Error recovery paths. Many parsers have a "resync after error" code path that is only reachable after a parse error occurs in a specific location. Craft a seed that deliberately triggers the error, then saves the state.
Conditional features gated on build-time flags. If the target was compiled with FEATURE_X=1, coverage data for the feature-gated paths only appears in builds that enable that flag. Build one instrumented binary per significant compile-time configuration.

When Coverage Plateaus

Coverage growth eventually stalls — this is normal and expected. After the initial rapid growth in the first hours of a campaign, the marginal coverage gain per CPU-hour drops steadily. A plateau does not mean there are no more bugs; it means the mutational space reachable from your current corpus has been reasonably exhausted.

Approaches when coverage stagnates:

Add domain-specific seeds. If the target parses a binary format, obtain real-world examples from public datasets or deliberately craft inputs that exercise specific code paths you identified in the coverage report.
Enable dictionary-assisted fuzzing. Provide AFL++ or libFuzzer with a dictionary of format-specific tokens (magic bytes, field names, known lengths). Both fuzzers use the dictionary in their havoc stage to construct inputs that pass shallow validation guards.
Switch to structure-aware fuzzing. If the format is highly structured (protobuf, ASN.1, XML), random byte mutations will hit validation checks early and fail to explore message-handling logic. Structure-aware fuzzing bypasses the validity check entirely.
Compare two corpora. Run afl-showmap on your current corpus and on a corpus from a different fuzzer or a different starting seed. The set difference (edges in one but not the other) shows you what each campaign is finding that the other is not. Merge the two corpora and re-run afl-cmin to produce a deduplicated minimal corpus that covers both edge sets.

Comparing Two Corpora's Coverage

A practical workflow for verifying that a new corpus represents genuine progress over an old one:

# View AFL++ edge coverage summary after a campaign
# -C asks afl-showmap to print collision and coverage statistics on stderr.
afl-showmap -C -i findings/default/queue/ -o /dev/null -- ./my_parser @@

# Produce a bitmap file for two corpora and compare them
afl-showmap -i corpus_a/ -o bitmap_a.bin -- ./my_parser @@
afl-showmap -i corpus_b/ -o bitmap_b.bin -- ./my_parser @@

# A non-zero byte in the bitmap means the edge was hit at least once.
# Count distinct hit edges (non-zero bytes) per bitmap:
python3 -c 'import sys; d=open(sys.argv[1],"rb").read(); print(sys.argv[1], sum(1 for b in d if b))' bitmap_a.bin
python3 -c 'import sys; d=open(sys.argv[1],"rb").read(); print(sys.argv[1], sum(1 for b in d if b))' bitmap_b.bin

# afl-cmin produces the minimal corpus that covers the same edge set
afl-cmin -i findings/default/queue/ -o corpus_min/ -- ./my_parser @@

Each bitmap file is the literal 64 KB shared-memory map written to disk; the count of non-zero bytes is the number of distinct edges hit across that corpus. A corpus with more non-zero bytes covers more edges. afl-showmap -C prints collision and coverage statistics to stderr during the run, which is convenient when you do not want to post-process the bitmap yourself. If corpus B has 15% more edges than corpus A after the same wall-clock fuzzing time, that is meaningful progress — more edges typically means a broader instrumented surface area explored and a higher probability of reaching a latent bug.
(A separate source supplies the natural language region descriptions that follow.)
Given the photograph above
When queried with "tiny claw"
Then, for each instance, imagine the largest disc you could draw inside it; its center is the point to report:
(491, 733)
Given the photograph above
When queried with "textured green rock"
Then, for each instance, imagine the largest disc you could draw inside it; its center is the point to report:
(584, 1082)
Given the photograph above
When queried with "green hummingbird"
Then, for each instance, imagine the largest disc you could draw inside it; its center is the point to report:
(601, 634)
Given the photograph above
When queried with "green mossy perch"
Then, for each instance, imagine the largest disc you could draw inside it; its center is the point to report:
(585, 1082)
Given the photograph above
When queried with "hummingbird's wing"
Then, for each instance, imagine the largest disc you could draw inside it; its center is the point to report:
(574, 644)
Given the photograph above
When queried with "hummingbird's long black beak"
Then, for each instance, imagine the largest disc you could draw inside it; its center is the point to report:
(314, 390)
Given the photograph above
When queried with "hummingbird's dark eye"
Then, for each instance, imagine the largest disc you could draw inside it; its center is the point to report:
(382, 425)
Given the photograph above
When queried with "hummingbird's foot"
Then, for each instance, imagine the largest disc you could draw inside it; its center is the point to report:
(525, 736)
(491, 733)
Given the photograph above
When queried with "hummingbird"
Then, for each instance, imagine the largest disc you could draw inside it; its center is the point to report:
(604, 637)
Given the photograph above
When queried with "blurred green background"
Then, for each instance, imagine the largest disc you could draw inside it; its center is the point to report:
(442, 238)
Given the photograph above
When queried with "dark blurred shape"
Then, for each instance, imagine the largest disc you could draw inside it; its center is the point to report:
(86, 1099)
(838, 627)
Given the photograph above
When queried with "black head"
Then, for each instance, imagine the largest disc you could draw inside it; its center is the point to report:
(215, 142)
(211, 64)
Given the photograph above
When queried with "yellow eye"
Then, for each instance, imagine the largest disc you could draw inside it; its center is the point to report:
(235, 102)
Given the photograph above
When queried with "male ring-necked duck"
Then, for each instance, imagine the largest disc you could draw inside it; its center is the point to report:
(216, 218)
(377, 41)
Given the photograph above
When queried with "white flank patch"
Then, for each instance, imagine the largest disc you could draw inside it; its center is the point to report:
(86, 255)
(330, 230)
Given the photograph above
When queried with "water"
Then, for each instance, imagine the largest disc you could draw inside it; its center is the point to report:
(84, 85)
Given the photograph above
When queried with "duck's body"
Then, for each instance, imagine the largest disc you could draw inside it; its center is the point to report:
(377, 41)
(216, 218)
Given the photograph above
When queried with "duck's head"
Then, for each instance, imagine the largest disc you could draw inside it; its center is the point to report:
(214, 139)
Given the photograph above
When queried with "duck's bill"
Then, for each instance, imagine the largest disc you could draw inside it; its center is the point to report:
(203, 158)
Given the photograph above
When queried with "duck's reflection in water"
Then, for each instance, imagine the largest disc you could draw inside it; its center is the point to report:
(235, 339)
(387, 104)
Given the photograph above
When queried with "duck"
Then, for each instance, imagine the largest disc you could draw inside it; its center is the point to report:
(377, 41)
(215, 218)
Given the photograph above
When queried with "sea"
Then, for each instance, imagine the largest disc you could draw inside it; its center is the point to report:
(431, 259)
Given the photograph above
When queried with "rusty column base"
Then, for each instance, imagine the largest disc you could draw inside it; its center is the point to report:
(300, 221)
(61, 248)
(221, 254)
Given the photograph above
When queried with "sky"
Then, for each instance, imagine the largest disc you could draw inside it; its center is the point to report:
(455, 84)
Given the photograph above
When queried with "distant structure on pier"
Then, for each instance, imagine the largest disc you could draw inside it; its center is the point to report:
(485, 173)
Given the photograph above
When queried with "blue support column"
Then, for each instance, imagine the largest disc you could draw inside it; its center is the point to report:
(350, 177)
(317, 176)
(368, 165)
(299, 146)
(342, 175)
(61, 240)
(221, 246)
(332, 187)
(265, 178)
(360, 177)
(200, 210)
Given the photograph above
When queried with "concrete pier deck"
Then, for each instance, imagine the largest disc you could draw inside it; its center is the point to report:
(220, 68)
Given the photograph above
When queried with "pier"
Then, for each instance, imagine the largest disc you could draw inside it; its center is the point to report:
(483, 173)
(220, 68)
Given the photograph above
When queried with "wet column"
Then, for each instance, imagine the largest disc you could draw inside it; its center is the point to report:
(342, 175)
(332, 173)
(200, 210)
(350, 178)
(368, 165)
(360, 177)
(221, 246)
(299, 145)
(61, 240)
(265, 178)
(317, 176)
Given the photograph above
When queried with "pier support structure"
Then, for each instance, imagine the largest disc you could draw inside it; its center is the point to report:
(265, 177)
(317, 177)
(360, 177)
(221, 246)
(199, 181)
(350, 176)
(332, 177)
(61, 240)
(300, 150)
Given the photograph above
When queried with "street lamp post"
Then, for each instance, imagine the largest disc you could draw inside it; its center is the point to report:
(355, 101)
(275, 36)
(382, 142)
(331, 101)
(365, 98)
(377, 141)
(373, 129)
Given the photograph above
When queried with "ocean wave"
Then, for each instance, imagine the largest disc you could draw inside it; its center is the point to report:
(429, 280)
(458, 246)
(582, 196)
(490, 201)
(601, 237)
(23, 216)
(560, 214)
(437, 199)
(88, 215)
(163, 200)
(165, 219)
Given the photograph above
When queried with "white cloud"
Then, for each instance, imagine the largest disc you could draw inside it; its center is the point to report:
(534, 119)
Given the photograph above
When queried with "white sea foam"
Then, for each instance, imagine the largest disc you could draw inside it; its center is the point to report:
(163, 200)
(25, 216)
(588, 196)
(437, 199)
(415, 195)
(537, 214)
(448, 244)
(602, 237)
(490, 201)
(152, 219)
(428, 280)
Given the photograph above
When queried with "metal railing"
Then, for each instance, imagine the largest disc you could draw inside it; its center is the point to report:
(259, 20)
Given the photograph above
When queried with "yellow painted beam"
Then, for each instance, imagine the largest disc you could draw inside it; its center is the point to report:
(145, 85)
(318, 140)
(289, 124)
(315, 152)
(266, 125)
Coverage metrics are tools, not goals. A fuzzer at 95% branch coverage that has been running for three days is not necessarily better at finding bugs than a fuzzer at 70% coverage that is still exploring new paths. The actionable signal is: are new edges being discovered? If yes, keep running. If no, change something — the corpus, the dictionary, the fuzzer, or the target decomposition.